Ti elenco, quindi, sintetizzando punto per punto, le mie controdeduzioni, lasciando a te il compito di collocarle nei vari punti del tuo scritto. Buona lettura!
- Quel sistema di suoni articolati distintivi e significanti, di parole e locuzioni e di forme grammaticali… era già usato nella comunità italica da molti secoli prima del 1861, Regno delle Due Sicilie compreso.
- …”chella busciarda ca ‘nce hanno ‘mparato ‘int’ê libbre ‘e scola!”
- Il termine “dialetto” non è affatto dispregiativo, denigratorio, anzi! Esso ha una sua forte ed indiscutibile personalità, in quanto denota e sottolinea differenze e analogie con la lingua madre – pronuncia in primis – che permettono una immediata identificazione dell’ambito geografico a cui appartiene chi lo parla.
- La scuola, purtroppo (o fortunatamente) deve uniformare la comunicazione ai suoi utenti. Ciò appariva molto più necessario di oggi molti anni fa, quando gli istituti di istruzione secondaria erano concentrati nei centri urbani, dove si riversavano ragazzi di varie zone della provincia con parlate del tutto diverse anche in paesi limitrofi.
- “Volgare”, all’epoca di Dante, non aveva affatto il significato che ha oggi, ma veniva così definito solo perché non era Latino.
- È più che giusto affermare che il Napoletano (‘o Napulitano) è il principale prodotto di esportazione e se, per esempio, in un ristorante di Singapore, un napoletano e un bresciano si esprimono nella loro parlata locale, è matematicamente sicuro che il primo mangerà ed il secondo resterà digiuno. Il Napoletano deve, però, la sua diffusione planetaria alla sua “duttilità” metrica (che io paragono alla plastilina) particolarmente melodico, adattissimo quindi per le canzoni e la poesia. Esso, però, nella prosa, non ha purtroppo la stessa coinvolgente ed avvolgente dinamicità e, quindi, resta al palo…
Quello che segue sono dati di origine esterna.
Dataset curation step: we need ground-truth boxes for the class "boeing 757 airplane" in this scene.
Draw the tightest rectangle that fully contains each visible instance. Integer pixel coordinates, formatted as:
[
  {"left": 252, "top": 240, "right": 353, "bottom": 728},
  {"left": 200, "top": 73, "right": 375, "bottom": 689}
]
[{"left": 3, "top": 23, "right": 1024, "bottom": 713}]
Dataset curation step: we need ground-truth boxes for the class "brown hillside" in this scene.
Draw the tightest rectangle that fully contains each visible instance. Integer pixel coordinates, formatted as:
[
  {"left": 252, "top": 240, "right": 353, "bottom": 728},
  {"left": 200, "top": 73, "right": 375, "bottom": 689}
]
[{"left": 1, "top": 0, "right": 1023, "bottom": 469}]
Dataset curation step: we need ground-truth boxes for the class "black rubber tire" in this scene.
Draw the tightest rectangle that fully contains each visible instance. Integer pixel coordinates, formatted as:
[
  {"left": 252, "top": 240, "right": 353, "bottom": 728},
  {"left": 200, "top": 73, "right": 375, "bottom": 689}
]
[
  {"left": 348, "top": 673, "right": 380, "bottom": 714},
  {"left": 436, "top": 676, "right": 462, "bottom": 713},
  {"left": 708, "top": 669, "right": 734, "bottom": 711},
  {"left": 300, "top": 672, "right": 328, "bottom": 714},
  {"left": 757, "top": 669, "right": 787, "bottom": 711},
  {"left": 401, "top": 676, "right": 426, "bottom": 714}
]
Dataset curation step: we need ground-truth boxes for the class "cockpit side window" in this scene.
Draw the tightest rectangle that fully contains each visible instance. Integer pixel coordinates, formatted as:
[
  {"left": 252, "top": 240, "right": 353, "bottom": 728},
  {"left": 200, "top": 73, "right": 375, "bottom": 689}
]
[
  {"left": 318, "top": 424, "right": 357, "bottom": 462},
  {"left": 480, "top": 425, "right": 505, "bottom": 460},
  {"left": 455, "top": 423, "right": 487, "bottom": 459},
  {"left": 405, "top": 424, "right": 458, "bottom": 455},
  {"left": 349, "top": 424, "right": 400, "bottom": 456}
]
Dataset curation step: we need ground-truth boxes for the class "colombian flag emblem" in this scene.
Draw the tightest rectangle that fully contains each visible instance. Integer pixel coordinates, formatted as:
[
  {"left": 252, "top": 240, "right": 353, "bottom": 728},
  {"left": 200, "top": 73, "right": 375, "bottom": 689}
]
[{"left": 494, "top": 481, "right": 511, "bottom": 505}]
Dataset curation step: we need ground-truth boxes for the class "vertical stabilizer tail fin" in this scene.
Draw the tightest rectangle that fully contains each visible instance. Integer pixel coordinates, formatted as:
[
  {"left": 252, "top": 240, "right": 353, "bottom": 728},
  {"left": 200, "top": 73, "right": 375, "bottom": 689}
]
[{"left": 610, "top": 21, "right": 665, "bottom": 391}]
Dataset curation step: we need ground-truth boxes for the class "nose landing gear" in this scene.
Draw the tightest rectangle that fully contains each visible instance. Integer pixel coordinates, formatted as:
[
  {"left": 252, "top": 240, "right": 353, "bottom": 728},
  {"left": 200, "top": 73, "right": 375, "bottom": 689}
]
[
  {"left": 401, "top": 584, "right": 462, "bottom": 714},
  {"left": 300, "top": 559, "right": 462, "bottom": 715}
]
- Sehnsucht, in Tedesco, significa nostalgia, brama, desiderio struggente e non altro. Pecundrìa in Napoletano, invece, indica ipocondria, tristezza, malinconia (cfr. Antonio Altamura); depressione, addirittura (cfr. D’Ascoli).
- Arteteca viene da artrite, artritico.
- In quel testo, ‘o nnapulitano (!) non è la “caricatura del sanscrito”, è vero, è assai peggio.
- A proposito di espressioni in napolese e di idioma (ASSAI NOBILE!) dotato di precisissime regole fonetico/grammatico/sintattiche sue proprie: nella lingua napoletana non esistono le preposizioni articolate per cui, scusa se mi permetto, è estremamente inesatto dire: un corso di ‘o nnapulitano…
- Vale sempre la pena di incontrarsi e di discutere di Napoletano e/o di altro, magari davanti ad una appetitosa pizza fumante, ma non credere che una lingua si possa creare a tavolino…
Cordialmente
Erminio de Biase
Saluti e salute, amico mio, ottima l’idea del pariamiento con la pizza, magari sabato prossimo con Claudio a Isola del Liri dopo la Santa Messa!